Residents complain about the plumbing and other fixtures, about upstairs bathrooms that leak water downstairs.

There are also mice, roaches and ants that find many places to hide in the decaying facility.

But Aipopo's biggest priority is the children.

"There's just a small playground for all the kids," he said. "At the basketball court, when the big boys come in, the little ones got no place to go."

The state is hoping to spend $40 million over the next 10 to 15 years to renovate the 400 units at Kalihi Valley Homes, located on Kamehameha IV Road.

The first stage of the process was to have a meeting called a charrette. It was held in September to let the residents talk about what they would like to see happen with their homes.

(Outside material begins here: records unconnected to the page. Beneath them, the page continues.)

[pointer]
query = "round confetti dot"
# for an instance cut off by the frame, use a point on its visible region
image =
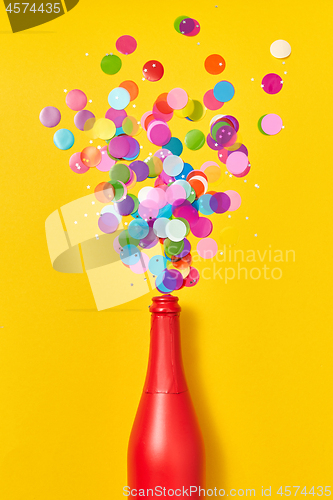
(196, 29)
(207, 248)
(158, 133)
(175, 146)
(177, 22)
(81, 117)
(177, 98)
(138, 229)
(120, 172)
(184, 173)
(159, 227)
(50, 116)
(157, 264)
(224, 91)
(204, 204)
(119, 98)
(158, 195)
(125, 239)
(108, 223)
(104, 192)
(185, 185)
(130, 126)
(187, 111)
(116, 115)
(175, 192)
(141, 169)
(219, 203)
(272, 83)
(119, 147)
(173, 247)
(76, 100)
(210, 102)
(280, 49)
(214, 64)
(202, 228)
(104, 128)
(195, 139)
(192, 278)
(148, 209)
(173, 165)
(161, 116)
(153, 71)
(91, 156)
(126, 44)
(237, 162)
(235, 200)
(131, 88)
(186, 26)
(63, 139)
(176, 230)
(141, 266)
(106, 162)
(198, 112)
(111, 64)
(271, 125)
(155, 166)
(77, 165)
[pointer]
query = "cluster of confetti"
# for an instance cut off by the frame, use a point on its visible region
(187, 26)
(183, 197)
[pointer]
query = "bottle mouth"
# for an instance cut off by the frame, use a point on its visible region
(165, 304)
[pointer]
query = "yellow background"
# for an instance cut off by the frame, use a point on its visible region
(257, 353)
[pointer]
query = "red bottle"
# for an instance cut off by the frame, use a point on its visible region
(166, 448)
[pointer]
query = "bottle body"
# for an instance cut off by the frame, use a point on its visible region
(166, 448)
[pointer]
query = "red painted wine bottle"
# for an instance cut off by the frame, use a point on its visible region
(166, 448)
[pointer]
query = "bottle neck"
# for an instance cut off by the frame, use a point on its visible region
(165, 372)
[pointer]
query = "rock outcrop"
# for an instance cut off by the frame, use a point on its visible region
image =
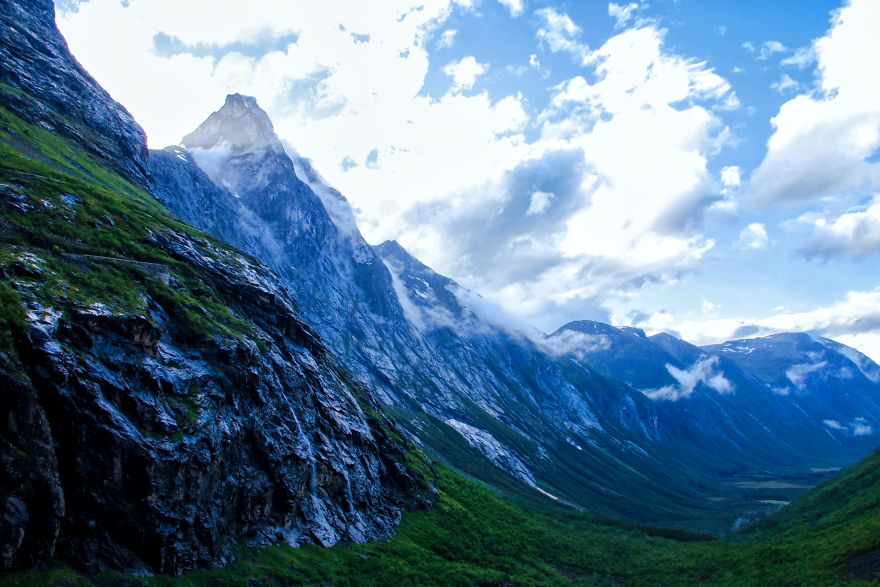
(42, 82)
(151, 420)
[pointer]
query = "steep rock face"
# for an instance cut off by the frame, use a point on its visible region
(152, 424)
(41, 82)
(342, 287)
(163, 400)
(463, 381)
(734, 396)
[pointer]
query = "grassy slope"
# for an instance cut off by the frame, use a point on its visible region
(475, 537)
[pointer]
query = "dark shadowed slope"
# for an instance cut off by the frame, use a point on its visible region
(162, 399)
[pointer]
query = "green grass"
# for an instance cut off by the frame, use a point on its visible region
(111, 218)
(473, 536)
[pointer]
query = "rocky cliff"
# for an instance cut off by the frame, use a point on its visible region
(162, 398)
(42, 82)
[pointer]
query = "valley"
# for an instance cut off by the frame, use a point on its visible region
(209, 377)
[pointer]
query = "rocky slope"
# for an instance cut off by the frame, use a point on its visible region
(36, 62)
(475, 392)
(163, 400)
(782, 399)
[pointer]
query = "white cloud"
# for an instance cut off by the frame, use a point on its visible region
(767, 49)
(753, 236)
(822, 140)
(514, 6)
(609, 230)
(539, 202)
(465, 71)
(858, 427)
(447, 38)
(702, 371)
(853, 320)
(314, 87)
(559, 33)
(731, 176)
(623, 13)
(855, 233)
(785, 84)
(579, 344)
(770, 48)
(802, 58)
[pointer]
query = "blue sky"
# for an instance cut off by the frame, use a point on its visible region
(704, 168)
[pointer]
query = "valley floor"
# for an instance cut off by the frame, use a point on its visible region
(831, 536)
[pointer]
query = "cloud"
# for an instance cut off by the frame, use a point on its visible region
(539, 203)
(702, 371)
(858, 427)
(855, 233)
(802, 58)
(313, 88)
(753, 236)
(623, 13)
(605, 230)
(447, 38)
(853, 320)
(559, 33)
(515, 7)
(579, 344)
(785, 84)
(823, 141)
(731, 176)
(465, 71)
(770, 48)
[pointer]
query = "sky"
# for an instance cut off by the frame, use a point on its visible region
(708, 169)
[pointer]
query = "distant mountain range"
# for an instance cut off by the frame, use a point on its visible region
(592, 396)
(200, 348)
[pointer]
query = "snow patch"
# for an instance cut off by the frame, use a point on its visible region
(798, 374)
(493, 450)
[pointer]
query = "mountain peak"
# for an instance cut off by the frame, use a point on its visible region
(240, 125)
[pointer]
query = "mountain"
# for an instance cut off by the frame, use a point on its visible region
(780, 400)
(37, 63)
(477, 537)
(472, 389)
(468, 383)
(833, 384)
(163, 399)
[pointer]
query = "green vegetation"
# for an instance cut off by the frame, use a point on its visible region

About 400 people attended and, based on the charrette, the state hired the Group 70 architectural and design firm to work on preliminary plans for the renovation. The state still must hire an architect to draw up the plans, and construction of the first phase of the renovation could start by December 1999 or in the year 2000.

The residents association and a group that includes several churches called FACE -- Faith Action for Community Equity -- surveyed residents and presented the results of the survey at the charrette.

Besides the improvements to the homes, better parking and playgrounds for the children, FACE also would like the building contractors to employ and train residents of the project.

Another priority is to make sure residents are not displaced by the construction, and that residents are able to return to their homes.

"I rather remodel than break it all down," Aipopo said. "If demolition, we don't know if they going to build again. My worry is where all these tenants going if they demolish this place."

Aipopo said he has seen some early sketches of what could happen with the renovation and is encouraged.

"This place going to look like a house now," he said. "We don't have no flat roof, we going to have a house roof."

He said there also should be playgrounds and additional parking for buildings further up the mountainside on Kamehameha IV Road.

Aipopo said he and the residents will get a chance to see drawings of what the renovation could look like at a meeting Dec. 2 with Group 70 and state officials.